Esta espina es demasiado vieja.
¿Ha perdido, quizá, la esencia del dolor, 
su mensaje certero de dardos silenciosos, 
la turbia mansedumbre de una luz 
que apunta a la noche más frágil? 
Toda herida sucumbe al sueño. 
Tú me dijiste: “hay algo en tu interior que no es puro, 
deja que tu boca escriba las palabras del miedo 
sobre la túnica fósil del perdón”. 
Pero no es así, madre, 
porque las llagas gotean 
como fuentes de insania 
y no existen latidos blancos 
que laven la injusticia de una culpa de plomo. 

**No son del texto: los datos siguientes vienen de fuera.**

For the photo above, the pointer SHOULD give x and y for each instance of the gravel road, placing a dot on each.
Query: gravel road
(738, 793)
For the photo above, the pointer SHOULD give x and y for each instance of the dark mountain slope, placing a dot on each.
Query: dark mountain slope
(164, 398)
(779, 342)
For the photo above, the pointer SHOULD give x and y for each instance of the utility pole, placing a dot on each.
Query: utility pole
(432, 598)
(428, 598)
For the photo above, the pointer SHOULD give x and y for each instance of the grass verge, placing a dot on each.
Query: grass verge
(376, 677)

Tú también deberías saberlo, padre mío. 
En ti, en tu formación de juez 
hay islas en las que náufragos de la desesperanza 
encontraron un puerto amable., 
una historia de comprensión y sabiduría, un fiel 
que iguala los destinos 
y les da calor y equidad. 
Pero no para mí, padre. 
Para mí esa venda 
que enciende círculos nocturnos 
en la adolescencia sin mácula. 
Para mí el ahogo de imaginarme destino fatal, 
huella voraz que exige un trozo de ternura 
o un sacrilegio que condene al instinto 
y lo vista de podredumbre y suciedad.
¡Qué infinita equivocación,  
qué extraño cepo que soñasteis flor me aprisiona, 
qué dormida serpiente queréis despertar 
en mis ojos, en mi faz, en mi aliento! 
Con los años mi voz humana ha encallecido
como una roca hostil, ajena al viento, a la lluvia 
y a la indiferencia del sol. 
Soy, al fin, un hombre que os comprende, 
que os ama como se ama al dolor que nace a la vida 
para que sea luz lo que un día fue calígine, 
para que el abismo en su profunda sima 
se vuelva relámpago, misterio, esperanza que aúlla.